Descrição
Deslocamentos no deserto
As situações abertas pela obra de Mila Jung podem nos colocar em um espaço de suspensão dos sentidos convencionais das coisas no mundo. A primeira operação desses dispositivos construídos pela artista parece ser a de recolocar o repertório comum de objetos e paisagens com os quais convivemos sob outra lógica. Esta ordem diversa, porém, não se oferece a uma explicação generalizadora. A mesma decisão que organiza um trabalho da artista não volta a acontecer na obra seguinte, e assim em cada uma das quatro obras apresentadas no Museu Victor Meirelles. É possível perceber, no entanto, que nada nesse jogo de ambivalências sugere o acaso, não obstante o conjunto de trabalhos não se entregar a reduções.

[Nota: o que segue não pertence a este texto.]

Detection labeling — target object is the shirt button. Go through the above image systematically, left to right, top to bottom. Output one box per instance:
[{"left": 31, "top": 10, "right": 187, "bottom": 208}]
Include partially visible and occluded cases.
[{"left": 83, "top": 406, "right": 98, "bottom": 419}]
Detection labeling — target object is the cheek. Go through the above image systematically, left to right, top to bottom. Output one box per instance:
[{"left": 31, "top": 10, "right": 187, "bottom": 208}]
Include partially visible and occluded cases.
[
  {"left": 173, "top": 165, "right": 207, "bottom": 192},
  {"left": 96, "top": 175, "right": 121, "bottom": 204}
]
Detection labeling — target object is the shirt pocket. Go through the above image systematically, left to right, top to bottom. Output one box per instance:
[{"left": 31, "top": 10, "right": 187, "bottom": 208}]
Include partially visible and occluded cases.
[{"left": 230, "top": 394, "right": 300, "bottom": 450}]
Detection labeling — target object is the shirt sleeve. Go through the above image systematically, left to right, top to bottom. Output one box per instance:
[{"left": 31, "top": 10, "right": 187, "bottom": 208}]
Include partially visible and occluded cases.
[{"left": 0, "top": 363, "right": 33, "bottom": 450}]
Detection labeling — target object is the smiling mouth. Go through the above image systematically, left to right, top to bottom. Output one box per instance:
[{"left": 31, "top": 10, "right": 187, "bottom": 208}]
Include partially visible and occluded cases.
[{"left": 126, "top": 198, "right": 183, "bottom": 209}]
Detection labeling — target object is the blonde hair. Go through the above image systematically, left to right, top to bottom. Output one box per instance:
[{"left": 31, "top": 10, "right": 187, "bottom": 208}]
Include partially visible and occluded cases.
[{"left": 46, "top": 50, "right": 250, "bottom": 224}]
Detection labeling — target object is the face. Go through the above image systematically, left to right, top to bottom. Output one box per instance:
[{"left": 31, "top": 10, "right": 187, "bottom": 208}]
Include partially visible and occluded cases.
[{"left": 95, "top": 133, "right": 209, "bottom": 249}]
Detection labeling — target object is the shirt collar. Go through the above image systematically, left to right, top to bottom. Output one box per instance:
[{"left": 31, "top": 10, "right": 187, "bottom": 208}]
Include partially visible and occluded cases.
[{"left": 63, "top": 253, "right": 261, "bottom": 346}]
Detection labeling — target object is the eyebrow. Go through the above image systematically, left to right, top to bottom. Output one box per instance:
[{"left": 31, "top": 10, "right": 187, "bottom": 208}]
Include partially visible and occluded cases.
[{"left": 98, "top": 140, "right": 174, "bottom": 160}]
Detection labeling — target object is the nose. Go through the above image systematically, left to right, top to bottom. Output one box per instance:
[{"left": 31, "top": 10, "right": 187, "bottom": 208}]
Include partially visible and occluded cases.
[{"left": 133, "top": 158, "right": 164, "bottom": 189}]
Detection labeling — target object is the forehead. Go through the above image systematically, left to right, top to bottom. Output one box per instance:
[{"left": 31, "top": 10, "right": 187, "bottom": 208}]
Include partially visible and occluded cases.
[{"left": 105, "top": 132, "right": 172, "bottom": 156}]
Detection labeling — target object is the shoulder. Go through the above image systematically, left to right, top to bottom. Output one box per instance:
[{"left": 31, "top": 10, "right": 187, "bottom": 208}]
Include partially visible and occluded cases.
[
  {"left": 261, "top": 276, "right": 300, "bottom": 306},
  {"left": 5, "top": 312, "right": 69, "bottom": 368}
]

As fotografias e os materiais utilizados para estabelecer as situações da exposição comparecem deslocados de seus sentidos comuns: algumas sementes de palmeira que poderiam estabelecer uma situação gráfica, por não repousarem sobre um papel (e seu plano virtual da convenção), mas sobre uma superfície iridescente, quebram o prognóstico e reabrem a potência da imagem. Certo nonsense pode ser pressentido também, quando em outra obra, apenas a estratégia de se acrescentar duas pequenas madeiras sobre uma prateleira em frente a uma fotografia desloca o lugar que separa o plano da representação do espaço da apresentação. Ou ainda, pode ser o plano perspectivo que escorrega sobre a superfície da imagem, na expectativa, nunca realizada, de ser recuperado, ou salvo da destruição, sobre as duas cadeiras que mantém vigília constante à fotografia na parede.
Com recursos materiais simples, Mila Jung pode nos jogar no Espelho de Alice. Nas situações criadas por suas obras, as coisas do mundo mudam de lugar, e os códigos estabelecidos (e talvez por isso, esgotados de seiva simbólica), balançam, e nas fissuras desses pequenos tremores, podem nos surpreender por seus abismos.